2. E isto porque, se houver uma total ausência de decisão sobre a matéria de facto, não pode este Tribunal exercer o poder censório, não só quanto à matéria de facto provada, como também sobre o direito aplicado e aplicável.
(Sumário da Relatora)
Decisão Texto Integral: Acordam os Juízes do Tribunal da Relação de Lisboa

         I – RELATÓRIO

         “A”, SA veio intentar a presente acção com processo sumário contra “B”, LDA., pedindo a condenação desta na quantia de € 16.776,94, acrescida de juros vincendos à taxa supletiva legal sobre o montante de € 15.167,82 até efectivo pagamento.
         Para fundamentar a sua pretensão, alegou, em síntese que:
         Contratou com a ré a prestação do Serviço de Telecomunicações Complementar – Serviço Móvel Terrestre, mediante os seguintes contratos:
         - contrato celebrado em 28/04/1993; contrato celebrado em 07/12/1996; contrato celebrado em 11/05/1999; contrato celebrado em 23/06/1999 e contrato celebrado em 20/11/2001, em virtude dos quais foram atribuídos à ré cartões de acesso ao serviço com diversos números.
         A A. cedeu à R. diversos telemóveis e, em contrapartida a R. obrigou-se a manter o seu vínculo contratual com a A. pelo período de 30 meses a contar da data de assinatura do contrato ocorrido em 20/11/2001.
         Nos termos da Clª 6ª do mesmo aditamento «em caso do incumprimento do aqui proposto, o cliente pagará à “A” a quantia equivalente ao valor das taxas relativas a 30 meses de utilização dos telemóveis deduzido das já pagas».
         O valor da taxa mensal que a R. se obrigou a pagar pelo período de 30 meses era de 462,50 €/mensais, sem IVA.
         Os cartões de acesso atribuídos à Ré foram activados e esta utilizou-os, realizando e recebendo chamadas telefónicas.
         Na sequência da prestação do mencionado serviço, a A. apresentou-lhe a pagamento as seguintes facturas:
         - factura …, emitida em 05/01/02, no valor de € 692,62 e que se venceu em 28/01/02;
         - factura …, emitida em 05/02/02, no valor de € 662,33 e que se venceu em 28/02/02;
         - factura …, emitida em 05/03/02, no valor de € 567,32 e que se venceu em 25/03/02;
         - factura …, emitida em 05/04/02, no valor de € 541,92 e que se venceu em 24/04/02;
         - factura …, emitida em 05/05/02, no valor de € 541,13 e que se venceu em 27/05/02.
         A A. emitiu e enviou à R. as mencionadas facturas nas datas de emissão das mesmas.
         A R. recebeu as facturas emitidas pela A.
         A R. não pagou à A. o valor das mesmas.
         Face ao não pagamento atempado das facturas mencionadas, a A. fixou prazo de 8 dias à R. para que esta procedesse ao pagamento das mesmas, sob pena de ser suspenso o serviço de telecomunicações.
         Em virtude do incumprimento da R., a A. fixou ainda novo 


         A ré contestou invocando a excepção de prescrição, quanto ao serviço prestado objecto desta acção, prevista no artº 10º da Lei nº 23/96 de 26 de Julho.

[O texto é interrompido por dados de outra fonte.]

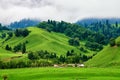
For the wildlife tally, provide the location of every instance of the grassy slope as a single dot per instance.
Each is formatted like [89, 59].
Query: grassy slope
[40, 39]
[108, 57]
[61, 74]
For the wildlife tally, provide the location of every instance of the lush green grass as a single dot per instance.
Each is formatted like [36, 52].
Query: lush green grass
[61, 74]
[40, 39]
[108, 57]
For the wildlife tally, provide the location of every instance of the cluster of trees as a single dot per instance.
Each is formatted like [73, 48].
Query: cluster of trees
[21, 32]
[114, 43]
[41, 55]
[21, 47]
[107, 29]
[76, 32]
[3, 35]
[74, 42]
[93, 46]
[45, 58]
[3, 27]
[70, 57]
[24, 63]
[23, 23]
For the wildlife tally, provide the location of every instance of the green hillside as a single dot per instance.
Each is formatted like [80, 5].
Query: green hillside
[40, 39]
[108, 57]
[49, 73]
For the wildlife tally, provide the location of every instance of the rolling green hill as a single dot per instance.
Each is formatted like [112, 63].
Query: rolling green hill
[40, 39]
[108, 57]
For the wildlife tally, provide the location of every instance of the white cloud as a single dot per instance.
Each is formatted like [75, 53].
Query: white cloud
[68, 10]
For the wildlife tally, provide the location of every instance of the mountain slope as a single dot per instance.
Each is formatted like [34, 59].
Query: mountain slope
[23, 23]
[40, 39]
[108, 57]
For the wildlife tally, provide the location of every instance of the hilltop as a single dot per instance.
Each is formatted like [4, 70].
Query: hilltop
[108, 57]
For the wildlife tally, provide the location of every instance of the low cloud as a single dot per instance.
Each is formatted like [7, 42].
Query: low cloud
[68, 10]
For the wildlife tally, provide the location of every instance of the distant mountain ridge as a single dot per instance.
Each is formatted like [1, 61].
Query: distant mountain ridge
[88, 21]
[24, 23]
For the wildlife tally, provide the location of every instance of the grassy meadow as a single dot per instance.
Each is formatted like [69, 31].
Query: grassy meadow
[49, 73]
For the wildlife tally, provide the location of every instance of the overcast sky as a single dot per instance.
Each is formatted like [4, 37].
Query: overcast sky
[67, 10]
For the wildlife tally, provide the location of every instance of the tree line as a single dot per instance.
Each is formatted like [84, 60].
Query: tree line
[76, 32]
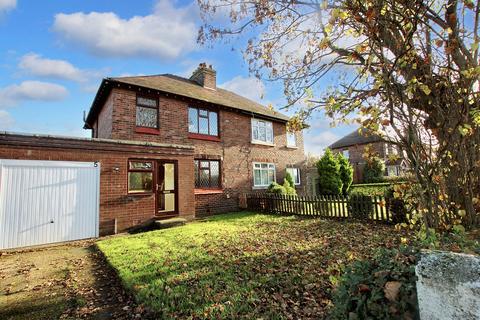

         Prosseguiram os autos, com a prolação de saneador-sentença que julgou procedente a excepção peremptória de prescrição dos créditos reclamados pela A. e, consequentemente absolveu a ré dos pedidos contra ela formulados.


         Inconformada, apelou a A., apresentando alegações que finalizou com as seguintes conclusões:
1- Decidiu mal a douta sentença ao absolver a ré ora recorrida do pagamento da factura de indemnização por incumprimento contratual ao abrigo do disposto na al. g) do artº 310º do Código Civil, por se tratar apenas de mais uma cláusula referente a contrato de prestação de serviço móvel terrestre.
2- É entendimento da sentença recorrida que a cláusula de permanência na rede se prolonga e renasce ao longo do tempo, na medida em que, a qualquer momento o seu valor em dívida, titulado por uma factura pode ser liquidado, ser restabelecido o serviço telefónico, e em face de novo incumprimento ser novamente accionada até ao fim do período de permanência acordado.
3- Entende também a sentença recorrida que a cláusula de permanência é apenas uma das cláusulas contratuais derivadas da realidade contratual mais vasta, de prestação de serviços móveis e sempre de natureza periódica e renovável.
4- Ora, salvo o devido respeito para com a sentença recorrida, não pode a autora ora recorrente concordar com tal entendimento, dado que a factura de indemnização por incumprimento contratual não pode considerar-se emitida ao abrigo de uma prestação periodicamente renovável.
5- São prestações periodicamente renováveis aquelas cujo cumprimento se protela no tempo através de prestações instantâneas e cujo objecto se encontra pré-fixado, periodicamente renovado.
6- Ora, obrigatoriedade de permanência na rede não se renova automaticamente, pode aliás nem ter qualquer renovação, atento que nos contratos de adesão ao serviço móvel terrestre, nos quais exista um período de obrigatoriedade de permanência na rede, findo o período de permanência acordado, o serviço móvel renova-se mensalmente, caso não seja denunciado com quinze dias de antecedência.
7- Ou seja, o serviço continua activo, mas o período de obrigatoriedade de permanência na rede extinguiu-se.
8- Acresce que, ao contrário da prestação de serviço telefónico que se renova mensalmente, o período de permanência na rede não se renova após o terminus do período acordado pelas partes.
9- O período de permanência na rede por um número determinado de meses não tem inerente sucessivas prestações, antes pelo contrário, tem apenas previsto um valor indemnizatório, caso não seja cumprido.
10-São verdadeiras cláusulas penais, que por natureza não consistem em prestações periodicamente renováveis que não poderiam considerar-se abrangidas pela previsão da alínea g) do artº 310º do CCivil e assim ser julgada prescrita, como o fez a sentença recorrida.
11-A cláusula penal que a autora reclama nos presentes autos, encontra-se abrangida pela previsão não da al. g) do artº 310º do CCivil mas antes pelo artº 309º do CCivil.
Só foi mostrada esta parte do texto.